An article in the July 25 edition of The Washington Post by staff writer Peter Baker asserted that despite President Bush's low approval numbers, "the president's team takes solace from the fact that the public holds Congress in low esteem too," adding that "[m]ore than half" of respondents in a Washington Post/ABC News poll taken July 18-21 "disapproved of Congress generally, and Democrats in particular." In fact, according to the Post/ABC poll, congressional Republicans have a substantially higher disapproval rating than congressional Democrats.
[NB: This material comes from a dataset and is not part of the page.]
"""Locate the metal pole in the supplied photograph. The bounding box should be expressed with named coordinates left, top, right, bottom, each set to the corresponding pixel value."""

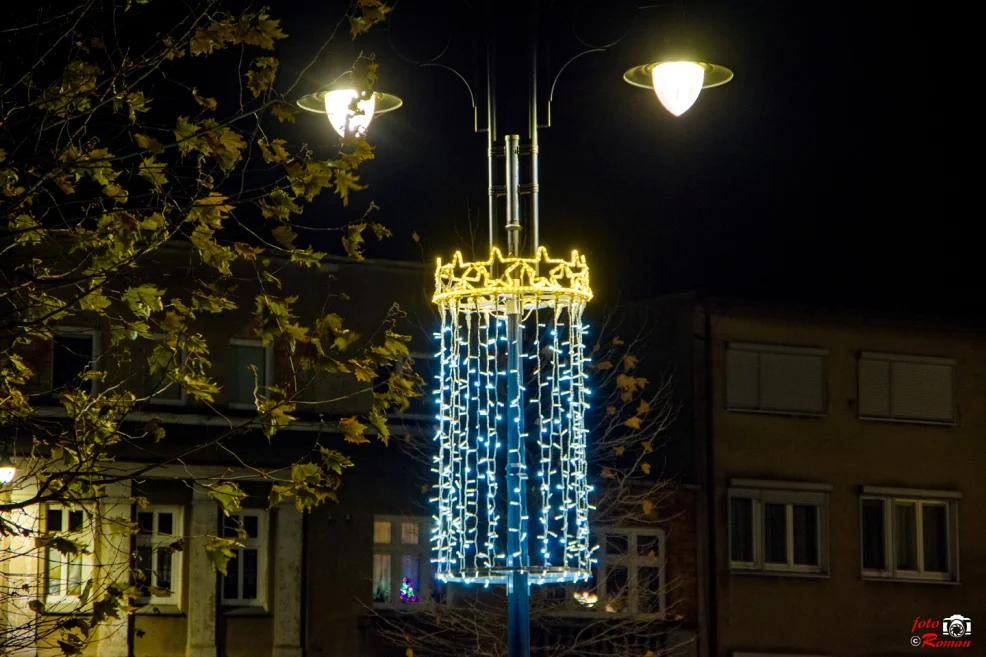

The Post/ABC poll found approval of Congress at 37 percent, with 60 percent disapproving, but it also found that congressional Republicans had a significantly higher disapproval rating than Democrats. Sixty-four percent of respondents disapproved "of the way the Republicans in Congress are doing their job," compared with 51 percent who disapproved of the Democrats' performance; 34 percent approved of congressional Republicans, while 46 percent approved of congressional Democrats.
From Baker's July 25 article in The Washington Post:
Bush advisers clutch at Truman as if he were a political life preserver. If Bush has experienced a similar collapse in public support while in office, they hope he will enjoy the same post-presidential reassessment that has made Truman look far better today than in his time. A 2004 poll by Greenberg Quinlan Rosner found that 58 percent of Americans viewed Truman favorably.
And the president's team takes solace in the fact that the public holds Congress in low esteem, too. More than half disapproved of Congress generally, and Democrats in particular, in the latest Post-ABC survey, though their ratings were still better than Bush's.